Foundation Models Catalog Payment Model and Prices
Balance
A single balance or cloud platform balance is used to pay for cloud platform resources depending on the type of balance in the account.
You can pay for resources with different types of funds: fixed assets, bonuses.
Top up your balance before paying.
Payment Model
The cloud platform uses a pay-as-you-go payment model. The balance is debited every hour for the previous hour of cloud platform resources usage.
Payment for inference-service resources is formed by projects. Each project contains a group of resources: number of GPU, vCPU, RAM, disk volume.
Every astronomical hour, the cost of the resource group is updated.
All resources of the cloud platform for Foundation Models Catalog are quota-based. For quota resources, the maximum consumption per hour is taken into account.
For example, an inference service with two inference-instances is created at 13:25. The configuration of each inference-instance is: 24 vCPUs, 160 GB RAM, 1 GPU, 300 GB disk. At 13:40 inference-service scaled - reduced the number of inference-instances to one. The bill for the hour 13:00-14:00 will take into account the consumption of 48 vCPUs, 320 GB RAM, 2 GPUs, 600 GB disk. For the hour 14:00-15:00 the consumption of only 24 vCPUs, 160 GB RAM, 1 GPU, 300 GB disk will be counted if the number of inference-instances was not increased or other inference-services were not created.
If a project has increased the number of inference services or the number of inference instances in an inference service, the resource charges will change immediately.
For example, an inference service with one inference-instance is created at 13:25. Configuration of the inference-instance: 24 vCPUs, 160 GB RAM, 1 GPU, 300 GB disk. At 13:40 inference-service scaled up - increased the number of inference-instances from one to two.

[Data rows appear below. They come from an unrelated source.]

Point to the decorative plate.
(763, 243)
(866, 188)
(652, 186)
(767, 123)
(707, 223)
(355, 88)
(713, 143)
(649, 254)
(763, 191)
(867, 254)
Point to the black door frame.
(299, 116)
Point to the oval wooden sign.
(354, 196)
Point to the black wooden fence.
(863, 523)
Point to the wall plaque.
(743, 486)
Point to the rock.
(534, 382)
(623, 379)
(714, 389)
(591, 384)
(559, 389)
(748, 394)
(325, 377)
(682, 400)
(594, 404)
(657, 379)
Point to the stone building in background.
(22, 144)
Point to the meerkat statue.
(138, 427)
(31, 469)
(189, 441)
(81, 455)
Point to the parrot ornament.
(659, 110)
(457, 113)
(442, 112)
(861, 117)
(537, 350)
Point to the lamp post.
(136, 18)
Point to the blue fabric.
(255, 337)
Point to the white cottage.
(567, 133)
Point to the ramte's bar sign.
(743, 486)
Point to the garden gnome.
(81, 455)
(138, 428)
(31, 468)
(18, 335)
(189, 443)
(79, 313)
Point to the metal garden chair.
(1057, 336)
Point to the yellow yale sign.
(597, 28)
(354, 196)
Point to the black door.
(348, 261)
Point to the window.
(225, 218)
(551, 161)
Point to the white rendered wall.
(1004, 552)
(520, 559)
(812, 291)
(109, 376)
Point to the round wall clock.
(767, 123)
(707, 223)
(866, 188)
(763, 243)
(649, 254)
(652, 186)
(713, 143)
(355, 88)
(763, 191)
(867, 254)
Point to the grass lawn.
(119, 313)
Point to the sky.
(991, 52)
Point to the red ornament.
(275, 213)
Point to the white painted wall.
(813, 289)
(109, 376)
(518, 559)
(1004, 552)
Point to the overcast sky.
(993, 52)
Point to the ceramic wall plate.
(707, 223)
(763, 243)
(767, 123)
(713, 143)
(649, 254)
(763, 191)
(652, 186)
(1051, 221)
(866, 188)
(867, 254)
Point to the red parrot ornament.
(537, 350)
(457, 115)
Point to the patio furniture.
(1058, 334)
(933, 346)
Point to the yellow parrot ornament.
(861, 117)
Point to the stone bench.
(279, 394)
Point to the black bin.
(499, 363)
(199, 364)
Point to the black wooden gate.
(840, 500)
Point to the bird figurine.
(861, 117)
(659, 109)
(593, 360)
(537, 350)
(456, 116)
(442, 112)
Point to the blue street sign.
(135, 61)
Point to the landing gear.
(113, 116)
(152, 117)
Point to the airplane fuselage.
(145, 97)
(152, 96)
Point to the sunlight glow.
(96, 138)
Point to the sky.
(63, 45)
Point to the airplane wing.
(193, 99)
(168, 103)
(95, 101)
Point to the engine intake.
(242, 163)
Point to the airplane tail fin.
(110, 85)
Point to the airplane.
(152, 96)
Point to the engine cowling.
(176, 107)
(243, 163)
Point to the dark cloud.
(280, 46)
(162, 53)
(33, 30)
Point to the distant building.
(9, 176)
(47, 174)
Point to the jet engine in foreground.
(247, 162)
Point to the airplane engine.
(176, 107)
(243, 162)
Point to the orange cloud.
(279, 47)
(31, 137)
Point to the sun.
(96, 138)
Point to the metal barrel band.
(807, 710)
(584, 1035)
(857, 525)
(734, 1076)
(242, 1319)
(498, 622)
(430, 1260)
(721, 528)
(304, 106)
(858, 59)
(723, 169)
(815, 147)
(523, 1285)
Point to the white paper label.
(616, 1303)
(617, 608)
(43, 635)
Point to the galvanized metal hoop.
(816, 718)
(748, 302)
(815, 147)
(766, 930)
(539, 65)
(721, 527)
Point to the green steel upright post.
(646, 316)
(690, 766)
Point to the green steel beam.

In the hour 13:00-14:00, 48 vCPUs, 320 GB RAM, 2 GPUs, 600 GB disk will be charged.
Blocking resources if there are insufficient funds in the balance
If there are insufficient funds on your balance at the time of debiting, all resources of the cloud platform will be automatically blocked - and you will continue to be charged for them.
To restore access to resources, you need to top up your balance by the amount of the debt within 14 days after the blocking. The debt for resources that were charged during the blocking period will be automatically repaid. Projects are not blocked - you can delete the entire project or resources via API.
If you do not top up the balance for the amount of the debt within 14 days after the blocking, all resources of the cloud platform will be deleted. Projects will not be deleted.
You can set up balance notifications and auto-replenishment to ensure that you always have enough money on your balance.
Prices
The cost depends on the selected inference service configuration. When using inference service, you pay only for cloud platform resources: GPU, vCPU, RAM, disk space. The cost does not depend on the number of tokens.
You can view resource prices when creating an inference service in the control panel.
Reporting documents
Reporting documents are available after payment.